Last week 80,000-home Sanctuary stepped in and replaced Riverside as a prospective buyer of Cosmopolitan, but the regulator warned there was a lot of work to do before any deal could go ahead.
Under the Homes and Communities Agency’s back-up plan, it would use the 28-working day moratorium to safeguard Cosmopolitan’s social housing assets. This would involve the sale of its social homes in order to pay off the group’s secured creditors.
The 9,000 homes could, under these circumstances, be bought by a single provider or in smaller chunks.
However, a moratorium would not result in debts to unsecured creditors being paid. These include the owners of many of Cosmopolitan’s student developments, who are understood to have been holding out in talks over the terms of these leases.

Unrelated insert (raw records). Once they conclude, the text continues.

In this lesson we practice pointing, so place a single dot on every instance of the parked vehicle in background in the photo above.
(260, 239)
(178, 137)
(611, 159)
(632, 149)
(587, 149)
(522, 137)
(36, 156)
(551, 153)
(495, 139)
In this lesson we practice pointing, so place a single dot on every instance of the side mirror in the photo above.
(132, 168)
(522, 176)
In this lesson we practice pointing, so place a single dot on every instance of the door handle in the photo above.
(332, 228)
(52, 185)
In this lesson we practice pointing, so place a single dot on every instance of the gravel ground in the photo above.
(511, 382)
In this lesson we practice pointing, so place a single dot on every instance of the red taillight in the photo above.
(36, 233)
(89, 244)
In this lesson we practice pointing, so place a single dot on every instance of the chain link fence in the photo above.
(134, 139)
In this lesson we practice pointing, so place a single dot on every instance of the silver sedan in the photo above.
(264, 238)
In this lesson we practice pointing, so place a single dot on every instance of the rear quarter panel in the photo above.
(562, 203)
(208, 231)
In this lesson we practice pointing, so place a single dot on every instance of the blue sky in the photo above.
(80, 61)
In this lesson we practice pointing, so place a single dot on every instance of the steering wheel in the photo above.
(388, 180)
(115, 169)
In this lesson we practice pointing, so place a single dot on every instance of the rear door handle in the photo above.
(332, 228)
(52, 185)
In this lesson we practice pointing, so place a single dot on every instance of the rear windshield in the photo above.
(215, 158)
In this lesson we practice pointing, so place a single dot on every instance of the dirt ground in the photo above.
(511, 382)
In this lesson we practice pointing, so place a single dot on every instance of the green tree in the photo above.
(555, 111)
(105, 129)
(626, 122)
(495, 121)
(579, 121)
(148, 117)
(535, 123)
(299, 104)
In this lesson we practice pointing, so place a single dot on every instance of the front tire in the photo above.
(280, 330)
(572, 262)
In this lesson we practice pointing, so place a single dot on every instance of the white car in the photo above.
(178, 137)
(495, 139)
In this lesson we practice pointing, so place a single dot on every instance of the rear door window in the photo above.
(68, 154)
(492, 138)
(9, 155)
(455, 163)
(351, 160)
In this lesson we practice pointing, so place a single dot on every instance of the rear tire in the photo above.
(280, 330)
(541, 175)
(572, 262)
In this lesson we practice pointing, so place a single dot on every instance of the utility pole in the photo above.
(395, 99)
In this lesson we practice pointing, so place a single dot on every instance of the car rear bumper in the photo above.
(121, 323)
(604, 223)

A successful sale of the social homes could therefore leave investors empty-handed.
The leases, which have caused much of Cosmopolitan’s financial difficulty because they were guaranteed against its social homes, were used to fund around two thirds of its existing student stock.
Riverside is thought to have wanted Cosmopolitan to have sold these leases or agreed better terms on them before agreeing to a merger. The 54,000-home landlord pulled out of talks as it appeared the two sides were not close to striking a deal.
The HCA would not rule out the possibility that, under a moratorium, either Riverside or Sanctuary could buy all or some of Cosmopolitan’s social stock.